Посмотрим на наличие аутлайнеров.
library(ggpubr)
# dfLog[1,9] <- 100
MPG <- dfLog %>% ggplot(aes(y=MPG)) + geom_boxplot()
DISPLACE <- dfLog %>% ggplot(aes(y=DISPLACE)) + geom_boxplot()
HORSEPOW <- dfLog %>% ggplot(aes(y=HORSEPOW)) + geom_boxplot()
ACCEL <- dfLog %>% ggplot(aes(y=ACCEL)) + geom_boxplot()
WEIGHT <- dfLog %>% ggplot(aes(y=WEIGHT)) + geom_boxplot()
PRICE <- dfLog %>% ggplot(aes(y=PRICE)) + geom_boxplot()
ggarrange(MPG, DISPLACE, HORSEPOW, ACCEL, WEIGHT, PRICE,
ncol = 3, nrow = 2)
Уберем выбросы и посмотрим, как это влияет на коэффициенты
корреляции.
dfLogOutlinersOff <- dfLog
Q1 <- quantile(dfLogOutlinersOff$ACCEL, probs=c(.25, .75))
iqr1 <- IQR(dfLogOutlinersOff$ACCEL)
up1 <- Q1[2]+1.5*iqr1
low1 <- Q1[1]-1.5*iqr1
Q2 <- quantile(dfLogOutlinersOff$PRICE, probs=c(.25, .75))

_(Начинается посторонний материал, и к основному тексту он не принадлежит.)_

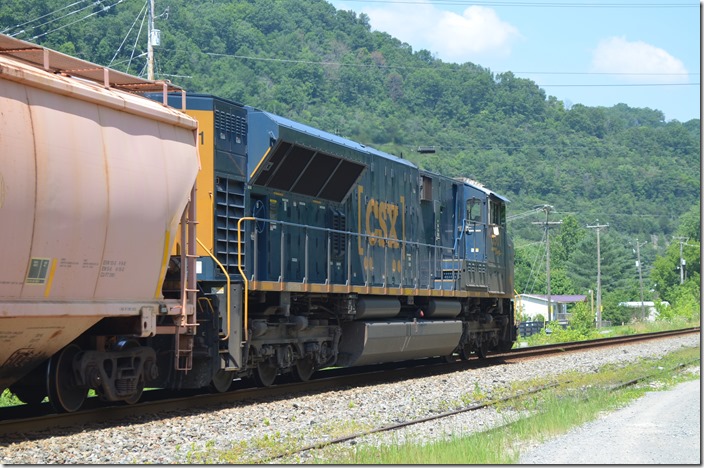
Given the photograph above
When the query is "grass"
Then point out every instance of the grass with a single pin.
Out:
(579, 399)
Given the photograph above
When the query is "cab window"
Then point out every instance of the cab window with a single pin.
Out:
(474, 210)
(497, 213)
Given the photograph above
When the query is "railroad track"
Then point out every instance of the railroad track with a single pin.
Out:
(22, 422)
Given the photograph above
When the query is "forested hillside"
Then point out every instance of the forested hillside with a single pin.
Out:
(624, 166)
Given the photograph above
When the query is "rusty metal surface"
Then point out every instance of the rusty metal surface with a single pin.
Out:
(56, 62)
(93, 182)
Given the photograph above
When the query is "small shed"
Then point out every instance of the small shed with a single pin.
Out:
(530, 305)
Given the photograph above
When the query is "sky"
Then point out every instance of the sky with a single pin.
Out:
(644, 53)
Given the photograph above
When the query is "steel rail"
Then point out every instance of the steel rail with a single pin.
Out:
(17, 421)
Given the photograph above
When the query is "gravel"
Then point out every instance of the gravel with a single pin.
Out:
(247, 432)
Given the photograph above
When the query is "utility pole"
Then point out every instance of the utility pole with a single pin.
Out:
(640, 277)
(683, 240)
(150, 42)
(598, 228)
(547, 209)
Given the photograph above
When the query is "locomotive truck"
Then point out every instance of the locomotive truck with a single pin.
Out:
(297, 249)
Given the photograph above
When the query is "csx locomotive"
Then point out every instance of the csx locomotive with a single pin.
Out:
(297, 250)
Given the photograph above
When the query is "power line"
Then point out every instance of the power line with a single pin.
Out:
(454, 69)
(19, 25)
(533, 4)
(141, 12)
(616, 85)
(105, 8)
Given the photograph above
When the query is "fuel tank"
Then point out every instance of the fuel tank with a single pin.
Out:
(93, 182)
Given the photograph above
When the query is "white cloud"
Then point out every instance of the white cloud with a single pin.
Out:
(617, 55)
(477, 32)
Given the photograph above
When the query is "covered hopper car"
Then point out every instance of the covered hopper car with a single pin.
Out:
(309, 250)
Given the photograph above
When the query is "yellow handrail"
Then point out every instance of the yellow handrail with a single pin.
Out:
(239, 267)
(224, 271)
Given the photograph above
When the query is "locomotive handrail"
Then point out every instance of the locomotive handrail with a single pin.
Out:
(241, 270)
(227, 278)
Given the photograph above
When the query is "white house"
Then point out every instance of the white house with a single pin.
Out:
(649, 308)
(530, 305)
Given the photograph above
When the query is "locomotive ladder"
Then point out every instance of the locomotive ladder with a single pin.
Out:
(187, 321)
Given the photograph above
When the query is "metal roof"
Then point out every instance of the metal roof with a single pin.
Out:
(56, 62)
(558, 298)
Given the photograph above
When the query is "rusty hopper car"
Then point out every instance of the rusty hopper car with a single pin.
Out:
(315, 251)
(94, 181)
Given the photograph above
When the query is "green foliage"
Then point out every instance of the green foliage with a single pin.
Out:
(582, 318)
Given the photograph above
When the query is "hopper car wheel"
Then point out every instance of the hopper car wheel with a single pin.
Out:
(65, 395)
(29, 395)
(303, 369)
(265, 373)
(222, 380)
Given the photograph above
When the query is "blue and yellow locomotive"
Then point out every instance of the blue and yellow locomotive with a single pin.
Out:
(317, 251)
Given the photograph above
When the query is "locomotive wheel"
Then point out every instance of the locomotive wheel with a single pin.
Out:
(137, 394)
(265, 373)
(303, 370)
(482, 349)
(222, 380)
(65, 395)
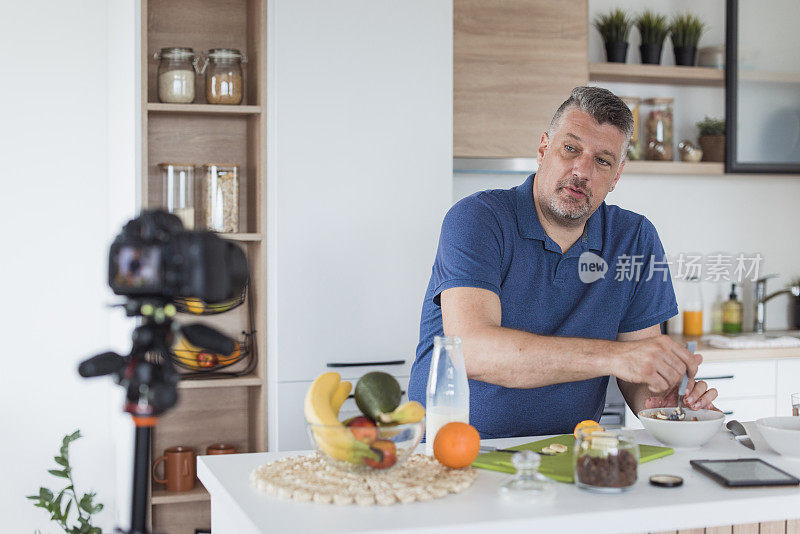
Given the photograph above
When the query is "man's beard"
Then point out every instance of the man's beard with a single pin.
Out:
(572, 209)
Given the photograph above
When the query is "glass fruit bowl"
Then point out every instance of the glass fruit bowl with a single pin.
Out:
(364, 447)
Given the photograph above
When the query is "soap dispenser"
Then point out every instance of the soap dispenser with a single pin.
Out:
(732, 314)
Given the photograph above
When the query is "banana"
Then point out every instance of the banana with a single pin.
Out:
(334, 439)
(340, 395)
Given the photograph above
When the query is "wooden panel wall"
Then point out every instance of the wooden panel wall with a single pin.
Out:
(514, 63)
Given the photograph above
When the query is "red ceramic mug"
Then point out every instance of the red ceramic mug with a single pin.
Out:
(179, 469)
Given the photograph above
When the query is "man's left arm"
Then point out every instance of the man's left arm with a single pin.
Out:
(639, 397)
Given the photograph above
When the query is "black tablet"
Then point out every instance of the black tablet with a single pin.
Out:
(744, 472)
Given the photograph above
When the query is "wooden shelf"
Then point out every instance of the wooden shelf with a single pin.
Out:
(242, 237)
(162, 496)
(240, 381)
(674, 167)
(624, 72)
(767, 76)
(202, 109)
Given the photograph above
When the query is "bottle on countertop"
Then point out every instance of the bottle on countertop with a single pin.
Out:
(716, 311)
(732, 314)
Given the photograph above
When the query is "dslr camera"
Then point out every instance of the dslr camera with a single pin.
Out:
(155, 257)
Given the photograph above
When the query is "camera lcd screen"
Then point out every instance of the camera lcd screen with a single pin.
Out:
(744, 472)
(138, 267)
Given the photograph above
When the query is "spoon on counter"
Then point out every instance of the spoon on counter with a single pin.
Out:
(679, 412)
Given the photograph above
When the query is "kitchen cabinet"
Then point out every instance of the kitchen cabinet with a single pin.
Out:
(359, 134)
(230, 409)
(763, 111)
(514, 63)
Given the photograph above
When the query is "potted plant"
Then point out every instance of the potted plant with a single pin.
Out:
(653, 29)
(685, 31)
(712, 139)
(59, 503)
(615, 28)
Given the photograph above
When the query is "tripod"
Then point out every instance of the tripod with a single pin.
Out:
(151, 387)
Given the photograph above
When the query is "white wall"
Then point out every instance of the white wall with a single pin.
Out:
(54, 211)
(697, 214)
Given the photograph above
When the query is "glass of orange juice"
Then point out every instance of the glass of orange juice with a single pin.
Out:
(693, 309)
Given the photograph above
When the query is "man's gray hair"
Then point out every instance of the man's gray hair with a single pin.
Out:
(602, 105)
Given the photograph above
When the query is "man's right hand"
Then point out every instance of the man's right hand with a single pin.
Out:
(659, 362)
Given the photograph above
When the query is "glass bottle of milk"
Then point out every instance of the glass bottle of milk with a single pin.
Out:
(447, 397)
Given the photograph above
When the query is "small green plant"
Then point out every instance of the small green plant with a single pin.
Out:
(685, 30)
(652, 27)
(711, 126)
(614, 27)
(54, 503)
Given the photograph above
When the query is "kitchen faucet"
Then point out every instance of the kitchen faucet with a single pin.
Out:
(761, 299)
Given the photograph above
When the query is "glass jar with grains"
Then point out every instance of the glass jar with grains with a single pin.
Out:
(634, 146)
(224, 79)
(176, 68)
(222, 197)
(178, 191)
(606, 461)
(658, 129)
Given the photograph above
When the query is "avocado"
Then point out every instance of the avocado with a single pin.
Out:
(377, 393)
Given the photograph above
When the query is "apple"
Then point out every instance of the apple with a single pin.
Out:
(363, 428)
(388, 453)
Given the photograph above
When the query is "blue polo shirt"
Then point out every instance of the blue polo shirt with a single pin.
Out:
(493, 240)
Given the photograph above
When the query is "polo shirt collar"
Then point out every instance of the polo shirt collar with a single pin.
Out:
(531, 228)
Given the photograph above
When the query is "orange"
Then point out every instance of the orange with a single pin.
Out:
(456, 445)
(586, 425)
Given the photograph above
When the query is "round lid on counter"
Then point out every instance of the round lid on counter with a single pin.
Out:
(666, 481)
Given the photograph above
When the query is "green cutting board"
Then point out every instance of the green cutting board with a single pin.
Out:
(558, 467)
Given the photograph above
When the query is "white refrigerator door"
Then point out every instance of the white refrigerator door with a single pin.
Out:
(359, 159)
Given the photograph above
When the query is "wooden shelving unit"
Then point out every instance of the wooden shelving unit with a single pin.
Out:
(625, 72)
(230, 410)
(674, 167)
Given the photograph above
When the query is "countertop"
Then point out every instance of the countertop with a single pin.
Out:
(238, 508)
(712, 354)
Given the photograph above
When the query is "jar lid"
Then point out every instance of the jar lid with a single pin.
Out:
(660, 100)
(176, 52)
(224, 53)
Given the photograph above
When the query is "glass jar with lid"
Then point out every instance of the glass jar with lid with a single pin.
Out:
(222, 197)
(178, 191)
(606, 461)
(658, 129)
(176, 68)
(224, 77)
(635, 144)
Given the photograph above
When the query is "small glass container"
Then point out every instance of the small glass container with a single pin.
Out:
(606, 461)
(658, 130)
(176, 68)
(178, 191)
(224, 77)
(635, 145)
(222, 197)
(527, 485)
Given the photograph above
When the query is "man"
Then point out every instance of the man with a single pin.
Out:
(519, 277)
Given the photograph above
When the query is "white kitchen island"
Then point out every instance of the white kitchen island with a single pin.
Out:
(238, 508)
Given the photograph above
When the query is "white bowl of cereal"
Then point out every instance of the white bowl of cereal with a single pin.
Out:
(693, 431)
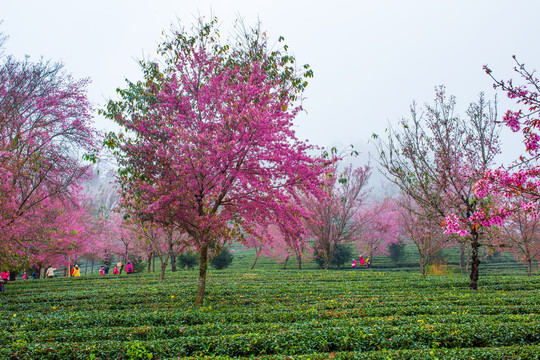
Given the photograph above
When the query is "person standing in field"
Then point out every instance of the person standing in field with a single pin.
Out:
(119, 265)
(5, 276)
(362, 261)
(50, 272)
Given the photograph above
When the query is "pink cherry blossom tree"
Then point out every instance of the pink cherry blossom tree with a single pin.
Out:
(333, 220)
(436, 157)
(210, 146)
(45, 125)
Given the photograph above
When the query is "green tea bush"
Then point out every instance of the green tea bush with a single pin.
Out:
(187, 260)
(267, 314)
(222, 260)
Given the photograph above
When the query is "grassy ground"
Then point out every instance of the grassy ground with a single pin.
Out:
(270, 313)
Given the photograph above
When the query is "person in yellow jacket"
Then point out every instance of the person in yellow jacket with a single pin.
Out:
(76, 271)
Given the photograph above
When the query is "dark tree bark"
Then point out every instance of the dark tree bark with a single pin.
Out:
(203, 267)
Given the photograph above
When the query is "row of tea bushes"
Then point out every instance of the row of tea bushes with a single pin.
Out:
(271, 314)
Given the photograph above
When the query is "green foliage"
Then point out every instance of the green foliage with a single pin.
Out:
(222, 260)
(187, 260)
(136, 350)
(138, 264)
(397, 251)
(272, 314)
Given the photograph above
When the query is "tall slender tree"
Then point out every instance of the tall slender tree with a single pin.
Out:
(436, 157)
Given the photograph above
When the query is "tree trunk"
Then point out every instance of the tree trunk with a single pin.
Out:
(255, 262)
(149, 262)
(422, 261)
(475, 263)
(203, 266)
(172, 256)
(163, 268)
(462, 258)
(468, 259)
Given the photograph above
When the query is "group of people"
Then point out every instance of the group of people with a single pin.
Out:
(361, 261)
(104, 270)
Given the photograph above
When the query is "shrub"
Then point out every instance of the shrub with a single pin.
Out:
(188, 260)
(222, 260)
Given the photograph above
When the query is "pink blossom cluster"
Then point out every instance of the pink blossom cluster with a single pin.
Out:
(511, 119)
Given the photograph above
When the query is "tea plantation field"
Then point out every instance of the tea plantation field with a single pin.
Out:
(272, 314)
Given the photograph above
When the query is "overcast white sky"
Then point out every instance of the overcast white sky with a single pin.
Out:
(370, 58)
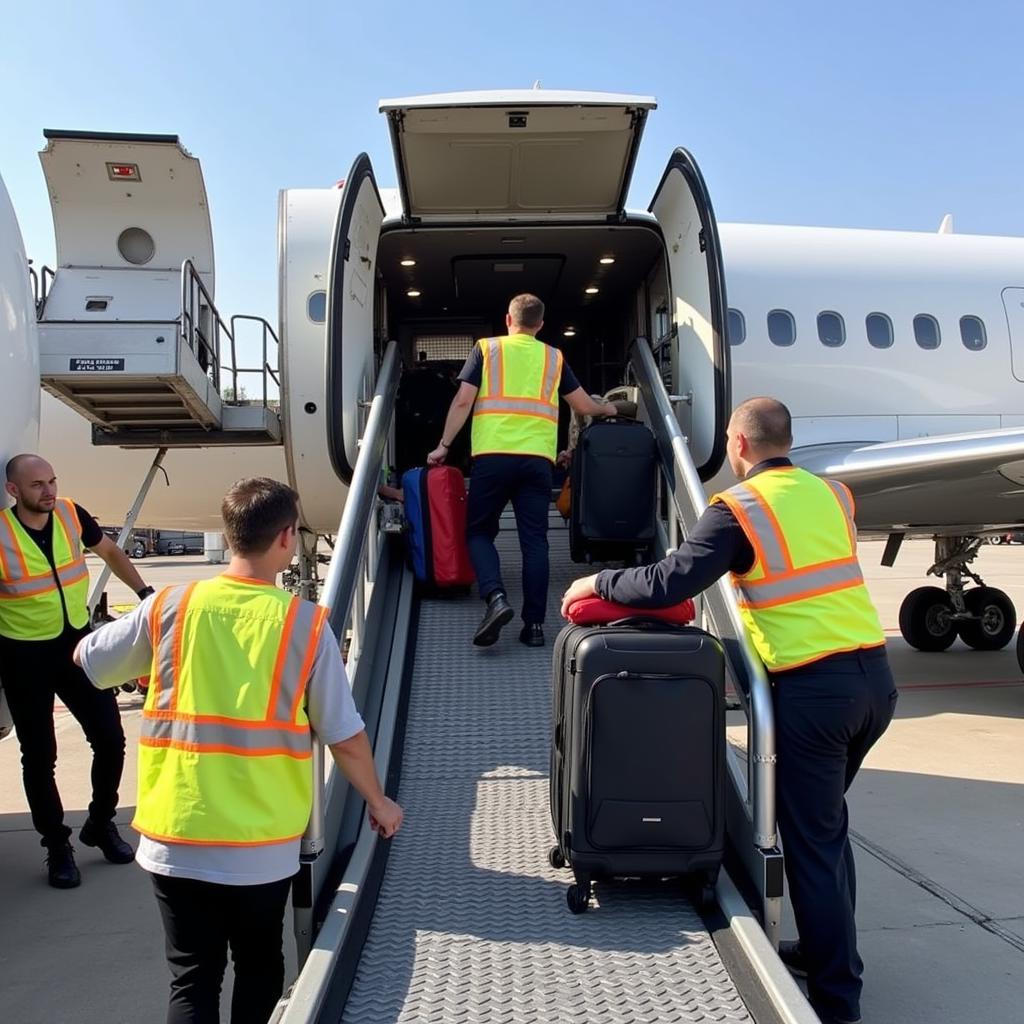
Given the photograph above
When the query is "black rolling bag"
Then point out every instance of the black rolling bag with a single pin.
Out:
(638, 755)
(613, 487)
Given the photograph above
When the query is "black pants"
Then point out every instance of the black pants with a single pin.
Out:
(494, 481)
(827, 717)
(201, 921)
(33, 672)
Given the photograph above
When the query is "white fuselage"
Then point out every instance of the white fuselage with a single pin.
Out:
(855, 391)
(19, 351)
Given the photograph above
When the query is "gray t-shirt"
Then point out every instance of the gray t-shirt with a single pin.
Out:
(122, 650)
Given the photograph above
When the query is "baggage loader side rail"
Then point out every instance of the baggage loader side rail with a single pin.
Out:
(356, 612)
(751, 790)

iqr2 <- IQR(dfLogOutlinersOff$PRICE)
up2 <- Q2[2]+1.5*iqr2
low2 <- Q2[1]-1.5*iqr2
tmp1 <-length(dfLogOutlinersOff$MPG)
dfLogOutlinersOff <- dfLogOutlinersOff %>% filter(ACCEL > low1, ACCEL < up1,
PRICE > low2, PRICE < up2)
tmp2 <- length(dfLogOutlinersOff$MPG)
tmp1 - tmp2
## [1] 7
ggplot(melt(cor(select(dfLog, -CYLINDER, -YEAR, -ORIGIN), method = "pearson")), aes(X1, X2)) +
geom_raster(aes(fill = value)) +
geom_text(aes(label = round(value, 1))) +
scale_fill_gradient2(low=colors()[143], mid='white', high=colors()[639]) +
ggtitle("pearson log")
ggplot(melt(cor(select(dfLogOutlinersOff, -CYLINDER, -YEAR, -ORIGIN), method = "pearson")), aes(X1, X2)) +
geom_raster(aes(fill = value)) +
geom_text(aes(label = round(value, 1))) +
scale_fill_gradient2(low=colors()[143], mid='white', high=colors()[639]) +
ggtitle("pearson log outlinersOff")
ggplot(melt(cor(select(dfLog, -CYLINDER, -YEAR, -ORIGIN), method = "spearman")), aes(X1, X2)) +
geom_raster(aes(fill = value)) +
geom_text(aes(label = round(value, 1))) +
scale_fill_gradient2(low=colors()[143], mid='white', high=colors()[639]) +
ggtitle("spearman log")
ggplot(melt(cor(select(dfLogOutlinersOff, -CYLINDER, -YEAR, -ORIGIN), method = "spearman")), aes(X1, X2)) +
geom_raster(aes(fill = value)) +
geom_text(aes(label = round(value, 1))) +
scale_fill_gradient2(low=colors()[143], mid='white', high=colors()[639]) +
ggtitle("spearman log outlinersOff")
ggplot(melt(cor(select(dfLog, -CYLINDER, -YEAR, -ORIGIN), method = "kendall")), aes(X1, X2)) +
geom_raster(aes(fill = value)) +
geom_text(aes(label = round(value, 1))) +
scale_fill_gradient2(low=colors()[143], mid='white', high=colors()[639]) +
ggtitle("kendall log")
ggplot(melt(cor(select(dfLogOutlinersOff, -CYLINDER, -YEAR, -ORIGIN), method = "kendall")), aes(X1, X2)) +
geom_raster(aes(fill = value)) +
geom_text(aes(label = round(value, 1))) +
scale_fill_gradient2(low=colors()[143], mid='white', high=colors()[639]) +
ggtitle("kendall log outlinersOff")
Если есть сильный выброс, то он сильно влияет на Пирсона.